Sunday, September 28, 2008

If we must spend the money...

Along the waterfront, Seattle is blessed with a stretch of 1950's era elevated highway known as the Alaskan Way Viaduct. Ugly as sin, it soaks up a good-sized chunk of waterfront real estate that developers lust after, and high on the list of "things likely to pancake in the next big quake" - the Viaduct, we are told, must be replaced ASAP.

However, it works. It diverts industrial traffic off of I-5, a fair number of commuters, and any plan (except in car-free fantasies) needs to figure out where those vehicles will go during construction and when the party is finally over, leaving us with something new and different.

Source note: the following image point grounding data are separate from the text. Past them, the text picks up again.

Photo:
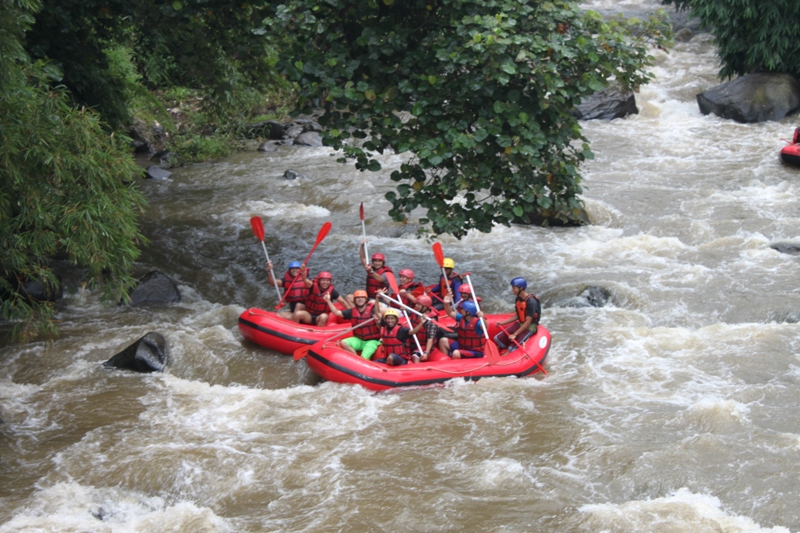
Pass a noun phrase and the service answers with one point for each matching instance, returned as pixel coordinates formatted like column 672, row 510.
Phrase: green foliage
column 196, row 148
column 751, row 35
column 217, row 47
column 62, row 188
column 478, row 91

While I'm not entirely sure that it's a "right now" kind of thing, folks have been mulling replacement options over for several years, and it appears inevitable that some kind of big project to "fix the viaduct" is going forward at some point "real soon now". Given that large highway structures going "splat" is usually a bad thing, I can understand a certain urgency....though with the current economy, I'm none to eager about the whole notion.

The first main option, beloved of our loonie Mayor Greg Nickels, is the "surface option" - knock over the viaduct and run all those semi's and cars through the downtown. This will assist in his efforts to discourage driving through increased misery, forcing the unwilling onto mass transit out of sheer pain avoidance.

The next option, refurbishing the Viaduct, offers the joys of spending *just as much* money as any of the other options (if not more), with no additional benefits. Same ugly critter, just less likely to go splat in the next quake. This is currently a long shot, as virtually nobody likes it.

The pet of the GOP candidate for Governor, Dino Rossi, is to replicate Boston's Big Dig along the Seattle Waterfront - complete with leaks and floods. And pretty darned expensive, too. Fortunately, the DEM Gov. has been waffling, so we've not yet seen how she'll outdo Rossi in the boondoggle Olympics.

So far, the least horrid option with a modicum of splat-resistance and a splash of sanity (i.e., preserving or expanding carrying capacity), was fowarded by Wa. Speaker of the House Frank Chopp - he who must not be peeved, for he may view you as small, crunchy, and tasty with ketchup. A mega-viaduct with retail below and a park on top - and best of all, likely to make Mayor Nickels head explode, along with the entrenched anti-car and liberal elite crowds...

Now if we can get a Gun-O-Rama installed on the retail level, it'll be perfect....

1 comment:

MauserMedic said...

I had to drive that thing a couple of time before deploying this year. If you're not local, figuring out how to jockey for position off of it is more challenging than any of the driving in Iowa. But at least once you're off of it, it frees up a lot of area down below.